Edit: perhaps more importantly, I have to gain a feeling for the product, to work out whether it's worth the perhaps nontrivial time evaluating it.
If I'm presented with this what it indicates to me, rightly or not, is that the product is image-led, the project is perhaps childish if the website is (clips from ghost in the shell?), fails to understand technical load (the website's bloated, what does it say about technical competence of the company) and whatever.
I don't care about corporate blandness, I need solid info, directly in front of me, and not having my eyes pulled away by flicker.
I could be completely getting the value of this project wrong but first impressions suggest I may well be wasting my time with it.
I don't understand how people think this is damning with no further context, especially on a forum presumably full of technical people. Virtually all of that (>9MB) are its gifs.
9MB of dozens of analytics.js files? Sure, awful.
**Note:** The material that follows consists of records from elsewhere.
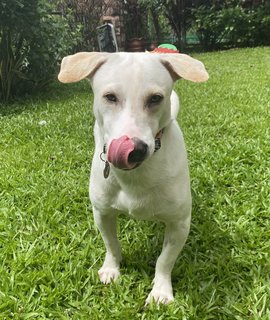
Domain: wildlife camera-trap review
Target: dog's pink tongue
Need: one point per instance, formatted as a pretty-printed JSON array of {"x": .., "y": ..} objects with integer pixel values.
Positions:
[{"x": 118, "y": 152}]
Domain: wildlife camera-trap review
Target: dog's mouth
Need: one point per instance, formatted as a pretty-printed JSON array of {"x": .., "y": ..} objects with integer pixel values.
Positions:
[{"x": 127, "y": 153}]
9MB of gifs and <1000KB of html/css on a landing page? Who cares.
Btw, for lack of a kinder word off the top of my head, your rant about some images on the landing page is very juvenile. The tone of "hmm, it would be a shame if your design choices made me assume you were technically incompetent and a waste of my time :/" is really toxic.
Everyone here would understand what you mean if you just said the landing page was over the top for you. Fine. OP would know that a bold design to be divisive. And frankly some self-awareness on your part would help temper your reaction here instead of dramatizing it and sounding wounded.
Similarly, claiming that a project interested you but you couldn't even get past a landing page because it had some gifs is really just your loss, not anybody else's. Once again, had you just said "I wish there was a more informative page" (which is certainly a fair ask), someone could have linked you to https://docs.radicle.xyz/docs/what-is-radicle.html.
I know that now it seems like I'm the one overreacting, but your comment has some tropes of really bad communication habits that we tend to think are just part of internet discourse, but they aren't doing you justice.